A: Treatments for different NTM pathogens are entirely different and the identification of NTM strains is the very first step in treatment. Most NTMs are resistant to commonly used antibacterial drugs. Considering that the clinical therapeutic effect of NTM is not exact, combined with drug sensitivity test results and medication history, 2~3 drug combination therapies are always selected clinically, and occasionally 4 drug combination therapy is selected. The treatment process was divided into intensive phase of 6~12 months and consolidation phase of 12~18 months. Treatment continued for more than 12 months after negative transformation of NTM culture results. The median course of treatment is 1 year, and generally it takes more than 4 years for adequate treatment. The long course of treatment is mainly due to the low toxicity of NTM and the high recurrence of NTM disease. In terms of drug combination, firstly macrocyclic lipids are the cornerstone of drug combination. Secondly, for fast-growing mycobacterium, two drugs were selected from cefoxitin, carbapenems and aminoglycosides. Thirdly, for slow-growing mycobacterium, we selected 2-3 drugs from rifamycin, ethambutol, fluoroquinolones and aminoglycoside drugs2. However, for long-term treatment of NTM disease, we should also consider the safety when selecting drugs. If clarithromycin/rifamycin/ethambutol is selected as a drug metabolized through liver, the other one will choose levofloxacin metabolized through kidney.

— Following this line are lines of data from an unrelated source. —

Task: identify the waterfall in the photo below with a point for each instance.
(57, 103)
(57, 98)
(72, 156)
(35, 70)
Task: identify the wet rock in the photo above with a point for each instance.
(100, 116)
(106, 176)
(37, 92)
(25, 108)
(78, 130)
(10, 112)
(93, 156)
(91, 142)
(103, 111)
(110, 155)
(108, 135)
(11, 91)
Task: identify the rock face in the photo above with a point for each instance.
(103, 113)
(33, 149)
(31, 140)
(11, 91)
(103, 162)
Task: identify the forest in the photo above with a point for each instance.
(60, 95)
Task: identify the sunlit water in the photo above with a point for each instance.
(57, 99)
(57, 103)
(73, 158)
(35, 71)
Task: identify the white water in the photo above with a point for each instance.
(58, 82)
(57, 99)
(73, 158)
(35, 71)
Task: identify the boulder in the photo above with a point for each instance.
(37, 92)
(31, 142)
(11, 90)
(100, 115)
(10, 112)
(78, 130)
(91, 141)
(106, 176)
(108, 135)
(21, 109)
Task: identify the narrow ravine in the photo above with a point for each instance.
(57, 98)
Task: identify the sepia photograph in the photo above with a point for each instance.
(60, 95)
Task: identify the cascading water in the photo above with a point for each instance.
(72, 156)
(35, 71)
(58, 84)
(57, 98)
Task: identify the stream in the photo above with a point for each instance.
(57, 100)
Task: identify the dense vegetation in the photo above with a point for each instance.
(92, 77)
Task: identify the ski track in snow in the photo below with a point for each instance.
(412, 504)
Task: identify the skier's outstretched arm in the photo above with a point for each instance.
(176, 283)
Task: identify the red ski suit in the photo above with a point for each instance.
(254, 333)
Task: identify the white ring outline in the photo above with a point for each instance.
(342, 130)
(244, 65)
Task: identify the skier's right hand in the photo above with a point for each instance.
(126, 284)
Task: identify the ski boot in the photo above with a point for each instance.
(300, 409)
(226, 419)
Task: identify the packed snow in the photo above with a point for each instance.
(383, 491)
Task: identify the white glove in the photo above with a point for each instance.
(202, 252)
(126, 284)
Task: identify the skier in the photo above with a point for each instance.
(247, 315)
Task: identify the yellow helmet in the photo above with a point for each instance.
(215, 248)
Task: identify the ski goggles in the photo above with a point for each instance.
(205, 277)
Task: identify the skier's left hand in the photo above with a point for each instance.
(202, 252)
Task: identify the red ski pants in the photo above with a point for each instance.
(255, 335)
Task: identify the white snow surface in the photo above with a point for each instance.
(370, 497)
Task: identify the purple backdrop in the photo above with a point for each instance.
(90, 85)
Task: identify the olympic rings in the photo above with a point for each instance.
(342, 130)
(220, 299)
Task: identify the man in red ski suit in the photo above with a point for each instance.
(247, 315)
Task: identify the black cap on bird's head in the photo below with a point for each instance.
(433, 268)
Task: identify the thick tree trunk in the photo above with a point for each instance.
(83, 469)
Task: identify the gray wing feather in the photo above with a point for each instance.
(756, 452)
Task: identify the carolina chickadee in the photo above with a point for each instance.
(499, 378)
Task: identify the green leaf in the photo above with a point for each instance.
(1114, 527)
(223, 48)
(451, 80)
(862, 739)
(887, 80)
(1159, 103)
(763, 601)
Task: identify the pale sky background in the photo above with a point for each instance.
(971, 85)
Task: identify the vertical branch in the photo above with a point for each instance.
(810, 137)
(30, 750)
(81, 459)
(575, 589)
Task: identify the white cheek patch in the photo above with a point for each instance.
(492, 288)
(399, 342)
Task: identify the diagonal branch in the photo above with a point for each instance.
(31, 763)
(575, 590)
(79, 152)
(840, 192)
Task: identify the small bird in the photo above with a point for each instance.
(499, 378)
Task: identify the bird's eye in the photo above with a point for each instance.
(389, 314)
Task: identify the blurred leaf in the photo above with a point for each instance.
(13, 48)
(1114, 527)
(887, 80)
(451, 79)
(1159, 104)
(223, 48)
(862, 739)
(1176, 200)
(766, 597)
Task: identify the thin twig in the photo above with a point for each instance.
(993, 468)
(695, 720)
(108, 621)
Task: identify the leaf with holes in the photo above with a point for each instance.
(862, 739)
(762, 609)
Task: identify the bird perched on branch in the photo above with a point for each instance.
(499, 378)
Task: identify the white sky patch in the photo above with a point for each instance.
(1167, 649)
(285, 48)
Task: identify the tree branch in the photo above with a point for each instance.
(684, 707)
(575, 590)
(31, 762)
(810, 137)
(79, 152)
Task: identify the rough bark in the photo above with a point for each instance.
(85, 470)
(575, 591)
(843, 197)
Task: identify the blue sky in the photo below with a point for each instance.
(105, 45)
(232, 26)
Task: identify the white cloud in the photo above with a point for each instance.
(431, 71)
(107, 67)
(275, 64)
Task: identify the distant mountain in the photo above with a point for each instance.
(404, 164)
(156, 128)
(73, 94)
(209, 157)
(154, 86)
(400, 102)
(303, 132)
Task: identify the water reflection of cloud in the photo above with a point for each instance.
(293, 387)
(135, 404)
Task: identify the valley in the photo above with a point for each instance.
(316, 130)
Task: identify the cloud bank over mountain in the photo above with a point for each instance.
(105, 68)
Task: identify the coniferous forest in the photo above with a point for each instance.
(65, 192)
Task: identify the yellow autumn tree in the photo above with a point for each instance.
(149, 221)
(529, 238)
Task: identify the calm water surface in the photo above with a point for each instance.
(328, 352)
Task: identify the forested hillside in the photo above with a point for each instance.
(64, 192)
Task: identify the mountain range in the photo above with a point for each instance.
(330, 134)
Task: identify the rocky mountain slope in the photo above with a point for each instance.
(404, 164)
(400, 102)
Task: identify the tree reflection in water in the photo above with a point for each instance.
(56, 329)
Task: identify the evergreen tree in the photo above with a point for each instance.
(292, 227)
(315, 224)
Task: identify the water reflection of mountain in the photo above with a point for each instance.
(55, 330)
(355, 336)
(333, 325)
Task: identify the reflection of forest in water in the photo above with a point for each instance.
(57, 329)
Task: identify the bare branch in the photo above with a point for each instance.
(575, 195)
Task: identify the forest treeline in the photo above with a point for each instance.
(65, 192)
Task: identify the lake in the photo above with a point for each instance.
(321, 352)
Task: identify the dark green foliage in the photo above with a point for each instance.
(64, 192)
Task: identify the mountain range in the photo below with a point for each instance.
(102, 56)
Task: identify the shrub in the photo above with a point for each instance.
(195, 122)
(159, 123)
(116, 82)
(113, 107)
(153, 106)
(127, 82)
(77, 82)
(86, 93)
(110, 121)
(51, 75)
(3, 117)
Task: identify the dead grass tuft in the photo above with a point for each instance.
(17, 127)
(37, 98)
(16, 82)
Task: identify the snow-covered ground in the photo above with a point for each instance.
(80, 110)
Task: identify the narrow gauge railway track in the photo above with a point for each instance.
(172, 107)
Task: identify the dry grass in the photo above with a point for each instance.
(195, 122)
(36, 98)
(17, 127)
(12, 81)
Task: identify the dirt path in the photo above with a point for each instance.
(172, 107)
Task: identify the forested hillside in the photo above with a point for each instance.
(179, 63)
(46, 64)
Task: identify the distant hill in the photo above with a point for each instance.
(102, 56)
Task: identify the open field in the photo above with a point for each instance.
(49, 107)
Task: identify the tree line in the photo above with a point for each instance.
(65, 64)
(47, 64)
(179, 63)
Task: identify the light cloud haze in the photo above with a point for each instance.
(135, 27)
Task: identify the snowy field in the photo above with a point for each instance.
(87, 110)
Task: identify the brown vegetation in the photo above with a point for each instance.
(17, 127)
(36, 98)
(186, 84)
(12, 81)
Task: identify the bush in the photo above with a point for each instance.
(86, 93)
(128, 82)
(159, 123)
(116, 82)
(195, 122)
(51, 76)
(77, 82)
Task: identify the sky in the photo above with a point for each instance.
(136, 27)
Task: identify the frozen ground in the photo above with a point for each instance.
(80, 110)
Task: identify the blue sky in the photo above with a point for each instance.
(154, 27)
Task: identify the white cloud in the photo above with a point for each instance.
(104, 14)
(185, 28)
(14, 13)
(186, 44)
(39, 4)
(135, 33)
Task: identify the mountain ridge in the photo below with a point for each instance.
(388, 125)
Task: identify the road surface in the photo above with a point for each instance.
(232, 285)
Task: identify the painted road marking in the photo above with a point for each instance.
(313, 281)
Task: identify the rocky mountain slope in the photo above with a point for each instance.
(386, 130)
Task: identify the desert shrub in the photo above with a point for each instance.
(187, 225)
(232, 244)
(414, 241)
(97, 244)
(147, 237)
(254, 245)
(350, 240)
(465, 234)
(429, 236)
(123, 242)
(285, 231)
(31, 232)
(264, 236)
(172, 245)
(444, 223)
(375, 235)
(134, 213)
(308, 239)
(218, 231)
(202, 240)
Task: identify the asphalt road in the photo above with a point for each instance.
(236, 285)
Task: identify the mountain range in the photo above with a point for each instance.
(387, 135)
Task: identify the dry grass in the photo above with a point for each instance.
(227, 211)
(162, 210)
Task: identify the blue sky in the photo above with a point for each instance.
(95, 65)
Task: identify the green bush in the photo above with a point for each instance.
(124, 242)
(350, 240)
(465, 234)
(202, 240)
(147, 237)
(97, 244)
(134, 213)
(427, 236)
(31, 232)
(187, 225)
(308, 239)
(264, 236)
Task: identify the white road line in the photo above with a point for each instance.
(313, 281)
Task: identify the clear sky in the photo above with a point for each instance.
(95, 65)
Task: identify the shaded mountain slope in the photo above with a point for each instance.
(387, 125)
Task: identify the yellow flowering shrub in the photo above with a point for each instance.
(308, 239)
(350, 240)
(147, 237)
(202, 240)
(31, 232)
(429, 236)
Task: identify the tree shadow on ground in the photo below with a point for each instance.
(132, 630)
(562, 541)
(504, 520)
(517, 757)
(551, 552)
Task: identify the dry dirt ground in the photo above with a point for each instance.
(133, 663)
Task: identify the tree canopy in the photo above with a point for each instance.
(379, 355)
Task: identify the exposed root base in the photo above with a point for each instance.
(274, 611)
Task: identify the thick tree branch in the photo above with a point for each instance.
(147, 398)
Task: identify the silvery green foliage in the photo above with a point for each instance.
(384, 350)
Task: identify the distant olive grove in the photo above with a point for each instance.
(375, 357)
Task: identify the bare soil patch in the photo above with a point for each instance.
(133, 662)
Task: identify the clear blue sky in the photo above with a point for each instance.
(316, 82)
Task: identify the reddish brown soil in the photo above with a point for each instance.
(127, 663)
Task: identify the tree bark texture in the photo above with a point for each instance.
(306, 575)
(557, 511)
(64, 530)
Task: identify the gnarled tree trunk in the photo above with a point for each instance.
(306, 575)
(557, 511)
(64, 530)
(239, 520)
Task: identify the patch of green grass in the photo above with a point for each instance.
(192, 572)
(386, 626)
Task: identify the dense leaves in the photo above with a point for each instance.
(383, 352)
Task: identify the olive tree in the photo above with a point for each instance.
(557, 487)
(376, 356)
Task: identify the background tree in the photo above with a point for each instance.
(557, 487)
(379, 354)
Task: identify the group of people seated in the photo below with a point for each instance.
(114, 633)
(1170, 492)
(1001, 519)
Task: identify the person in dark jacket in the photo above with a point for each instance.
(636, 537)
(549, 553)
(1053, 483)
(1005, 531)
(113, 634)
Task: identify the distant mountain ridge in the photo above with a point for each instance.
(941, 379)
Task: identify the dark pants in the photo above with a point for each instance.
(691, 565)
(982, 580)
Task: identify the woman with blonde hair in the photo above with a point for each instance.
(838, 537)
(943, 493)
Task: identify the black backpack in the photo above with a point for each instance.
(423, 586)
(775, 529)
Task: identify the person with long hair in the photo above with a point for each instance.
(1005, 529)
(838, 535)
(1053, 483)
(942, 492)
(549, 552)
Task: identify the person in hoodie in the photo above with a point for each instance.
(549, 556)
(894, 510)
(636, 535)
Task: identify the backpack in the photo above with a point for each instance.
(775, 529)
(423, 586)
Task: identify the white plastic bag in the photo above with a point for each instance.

Q7: Finally, for NTM, please summarize the key points of clinical treatment.
A: Firstly, strengthen the awareness of choosing NTM as a diagnostic option for some chronic infections. Secondly, seek for confirmation through pathogen culture and molecular biology and other means to make accurate diagnosis. Thirdly, combine with adequate treatment to explore the best solution. Finally, adhere to the follow-up, which requires vigilance both of the physician and the patient. Follow-up also assessed safety and pharmacoeconomics in addition to efficacy.